可此時一念顯然並未對妹夫的指責絲毫動氣,反而爽朗的笑了起來!
“好個大丈夫有所爲,有所不爲!那我問你,什麼叫有所爲?什麼又叫有所不爲?”
“當爲則爲之,不當爲則棄之!”
“好!那你認爲什麼是當爲的?”
“保家衛國,忠君愛民,這纔是大丈夫所當爲!”
“好極了!姜尚可算大丈夫?”
“自然!”
“比干呢?”
“當然!”
“那你要做姜尚?還是比干?”
鄭安國被問的一愣!
一念冷笑聲,也沒等他回答:“你說的雖然有道理,可惜!天下已非文王天下,所以忠君愛民的只有比干,而沒有姜尚!我自然是不敢自比太公,但也不願愚忠愚孝!而且就像我從來沒勸過你不要去當比干一樣,人各有志,這不過是我自己的問題罷了!”
“但食君之祿,理當忠君之事!”
“那是你!我可沒受過皇帝一粒米,一兩銀!況且你所忠的君是副什麼德行,你自己心裡當然有數。此時的忠君絕和愛民無關,不過只能是禍國殃民罷了,更何談保家衛國?”

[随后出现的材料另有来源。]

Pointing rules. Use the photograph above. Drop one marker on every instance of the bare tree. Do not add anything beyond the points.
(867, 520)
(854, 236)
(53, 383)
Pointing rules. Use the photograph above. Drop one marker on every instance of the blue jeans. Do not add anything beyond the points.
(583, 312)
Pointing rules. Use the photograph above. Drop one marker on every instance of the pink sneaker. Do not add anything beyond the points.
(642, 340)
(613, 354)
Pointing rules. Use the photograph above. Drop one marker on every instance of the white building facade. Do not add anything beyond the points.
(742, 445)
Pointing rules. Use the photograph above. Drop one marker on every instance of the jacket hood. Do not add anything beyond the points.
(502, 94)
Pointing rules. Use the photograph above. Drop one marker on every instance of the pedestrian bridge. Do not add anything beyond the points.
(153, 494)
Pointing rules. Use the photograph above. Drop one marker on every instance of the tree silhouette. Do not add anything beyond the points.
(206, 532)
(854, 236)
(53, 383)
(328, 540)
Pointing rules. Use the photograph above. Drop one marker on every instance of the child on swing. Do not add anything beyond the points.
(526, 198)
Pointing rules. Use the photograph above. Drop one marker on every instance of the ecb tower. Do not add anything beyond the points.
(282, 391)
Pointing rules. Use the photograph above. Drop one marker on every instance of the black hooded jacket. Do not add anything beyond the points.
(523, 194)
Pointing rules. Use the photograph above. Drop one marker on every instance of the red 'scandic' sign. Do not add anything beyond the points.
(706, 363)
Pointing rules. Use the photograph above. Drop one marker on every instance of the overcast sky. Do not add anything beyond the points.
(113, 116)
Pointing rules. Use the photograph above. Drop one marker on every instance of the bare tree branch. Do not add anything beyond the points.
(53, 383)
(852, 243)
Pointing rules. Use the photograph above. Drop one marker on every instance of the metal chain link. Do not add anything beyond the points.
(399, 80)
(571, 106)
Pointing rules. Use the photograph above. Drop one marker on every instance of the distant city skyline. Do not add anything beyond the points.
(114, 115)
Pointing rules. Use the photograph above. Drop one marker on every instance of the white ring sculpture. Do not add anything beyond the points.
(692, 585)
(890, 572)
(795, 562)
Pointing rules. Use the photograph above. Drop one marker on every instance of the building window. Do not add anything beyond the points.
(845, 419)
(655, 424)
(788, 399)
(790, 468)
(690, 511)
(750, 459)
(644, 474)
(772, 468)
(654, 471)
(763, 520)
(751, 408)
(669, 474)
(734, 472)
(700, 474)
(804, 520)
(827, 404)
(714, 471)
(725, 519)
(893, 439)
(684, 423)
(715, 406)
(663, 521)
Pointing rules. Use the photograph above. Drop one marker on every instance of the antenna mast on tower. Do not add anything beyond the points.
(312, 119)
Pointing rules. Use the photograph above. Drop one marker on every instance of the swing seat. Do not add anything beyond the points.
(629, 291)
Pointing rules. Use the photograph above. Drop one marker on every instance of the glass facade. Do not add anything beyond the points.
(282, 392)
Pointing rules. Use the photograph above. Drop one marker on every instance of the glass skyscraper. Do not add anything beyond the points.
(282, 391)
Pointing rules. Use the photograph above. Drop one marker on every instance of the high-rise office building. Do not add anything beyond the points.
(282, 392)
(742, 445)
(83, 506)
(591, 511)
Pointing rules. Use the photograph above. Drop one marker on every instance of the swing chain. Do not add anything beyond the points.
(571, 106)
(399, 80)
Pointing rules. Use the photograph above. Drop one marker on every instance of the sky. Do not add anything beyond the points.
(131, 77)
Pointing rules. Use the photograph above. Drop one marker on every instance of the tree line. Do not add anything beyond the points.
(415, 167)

鄭安國被說的一臉慘白,忍不住微微發抖,好半天都說不出一個字的反駁,何況他也明白世俗的教條那一套在一念面前是一文不值的!
見丈夫憤然出門,龍清荷不由得幽幽嘆息:“哥!你也別怪他,他只是……”
搖了搖頭,一念苦笑聲看着妹妹:“我知道,他是個好人,否則當年我也不會揹着爹孃送你來嫁給他。不過小荷你要明白,自古冤死的忠臣數不勝數,不缺他一個。你賢惠,不怕受他連累,但桐兒呢?你也能不顧及嗎?”
龍清荷聽了心頭一震!原本她只是覺得人生在世保家衛國是理所當然,何況自己出嫁理當從夫!可想起丈夫的忠誠耿直恐怕更可能落到不得好報的結果,自己縱然不怕,但卻又如何忍心讓幼子蒙難?而心裡這一猶豫,原本想好勸哥哥的話也突然全都忘了。
一整天,一念都只是陪着外甥玩玩笑笑,全然沒提一個“走”字!而龍清荷雖然好奇,但她當然絕對不會主動去向哥哥提起。
轉眼兩天過去了,一念和外甥相處的非常要好,小孩子也對這個戲法層出不窮的舅舅極爲依戀。而鄭安國雖覺和內兄難以和睦,可倒也不會因此就下逐客令。這樣大家各做各的事,互不相犯倒也平安無事。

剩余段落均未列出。